8 Foods and Drinks That Irritate Your Bladder

Some foods and drinks can trigger a sudden bathroom trip.

Eating or drinking certain things can cause bladder irritation—and this can be the case even if you don't have an overactive bladder. Basically, your bladder is sensitive to irritants that can trigger the urge to go.

Paying attention to these triggers—and avoiding them if possible—can go a long way toward cutting down on sudden bathroom trips. Here are eight types of food and drink that can aggravate your bladder.


The National Institute of Diabetes and Digestive and Kidney Diseases (NIDDK) noted that, for some individuals, bladder irritation and inflammation might occur due to consuming foods high in acid.

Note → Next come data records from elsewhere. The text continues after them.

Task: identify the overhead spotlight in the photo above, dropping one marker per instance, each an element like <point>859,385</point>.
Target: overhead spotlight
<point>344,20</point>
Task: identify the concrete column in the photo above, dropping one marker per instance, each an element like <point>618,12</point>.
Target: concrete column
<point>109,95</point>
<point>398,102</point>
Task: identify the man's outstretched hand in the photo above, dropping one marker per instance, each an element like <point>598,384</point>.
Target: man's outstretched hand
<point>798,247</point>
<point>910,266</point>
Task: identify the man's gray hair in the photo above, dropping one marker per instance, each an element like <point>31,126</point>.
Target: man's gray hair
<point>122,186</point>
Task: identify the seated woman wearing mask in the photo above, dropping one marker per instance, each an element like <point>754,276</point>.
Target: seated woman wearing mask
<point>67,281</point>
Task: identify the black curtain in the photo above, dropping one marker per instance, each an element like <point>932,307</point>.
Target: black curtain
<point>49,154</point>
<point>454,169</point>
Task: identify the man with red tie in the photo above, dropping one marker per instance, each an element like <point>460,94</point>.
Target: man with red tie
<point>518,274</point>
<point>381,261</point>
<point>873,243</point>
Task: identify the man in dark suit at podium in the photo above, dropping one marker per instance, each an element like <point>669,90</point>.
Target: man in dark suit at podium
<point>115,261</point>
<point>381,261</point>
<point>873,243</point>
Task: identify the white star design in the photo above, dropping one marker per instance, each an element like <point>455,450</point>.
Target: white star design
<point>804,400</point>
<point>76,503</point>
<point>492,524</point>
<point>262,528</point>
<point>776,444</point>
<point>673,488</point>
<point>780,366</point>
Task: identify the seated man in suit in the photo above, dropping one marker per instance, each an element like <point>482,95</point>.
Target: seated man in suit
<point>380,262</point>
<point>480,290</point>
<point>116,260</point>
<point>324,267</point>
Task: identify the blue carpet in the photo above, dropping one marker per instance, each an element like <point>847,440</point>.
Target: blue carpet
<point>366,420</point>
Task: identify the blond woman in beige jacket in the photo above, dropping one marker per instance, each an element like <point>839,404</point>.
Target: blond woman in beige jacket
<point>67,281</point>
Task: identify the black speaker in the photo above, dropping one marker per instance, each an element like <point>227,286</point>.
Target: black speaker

Thus, it's possible that acidic fruits and juices, such as grapefruits and orange juice, can irritate your bladder, said Harvey Winkler, MD, former co-chief of urogynecology at North Shore-Long Island Jewish Health System in Manhasset, NY.

But don't let citrus steer you away from other fruits that provide key nutrients and a healthy dose of fiber—such as apples, blueberries, and pears. Eating fruit also helps stave off constipation, which can sometimes affect people with overactive bladder.


Like citrus, tomatoes are considered an acidic food. So, you should avoid tomatoes or tomato-based foods if you don't want an irritated bladder, as noted by the authors of a 2019 Nutrition study.

If you can't bear the thought of not having tomato sauce, add a little sugar to the sauce to help tone down the acidity.

Other strategies include adding shredded carrot (or just leaving a carrot or potato in the pot for a while to "soak up" the acid), stirring in some heavy cream, or even sprinkling in a bit of baking soda (1/4 teaspoon per gallon or so) to neutralize the acidity.

Caffeinated Beverages

Drinking caffeine has been associated with bladder issues—especially among older individuals—according to a 2016 study published in Current Urology. In the study, 48.1% of patients over 60 years old and who reported complaints of bladder overactivity had consumed more than 300 milligrams of caffeine daily.

"It is both a diuretic and a bladder irritant," said Dr. Winkler, meaning it causes your kidneys to make more urine and makes your bladder more sensitive. "I tell patients, 'If you're going to have a cup of coffee, expect to have to go to the bathroom.'"

So if you're a coffee or tea lover, stick to one cup—and also be aware that cocoa and chocolate also pack a caffeine punch.


Alcohol can be another culprit for bladder problems.

Like caffeine, alcohol is a diuretic and a bladder irritant. The researchers of a Nutrients study published in 2017 noted that alcohol has been shown to trigger the need for more bathroom trips. They also found that, on a short-term basis, consuming moderate amounts of alcohol had a diuretic effect on the participants.

Dr. Winkler advised his overactive-bladder patients who drink alcohol to stick to a single glass of wine or liquor per day.

Added Sugar and Artificial Sweeteners

Natural sugar—and artificial versions such as Splenda—can worsen the symptoms of overactive bladder for some people, said Dr. Winkler. (That means if you decide to use sugar in your tomato sauce, you'll need to watch how much you use.)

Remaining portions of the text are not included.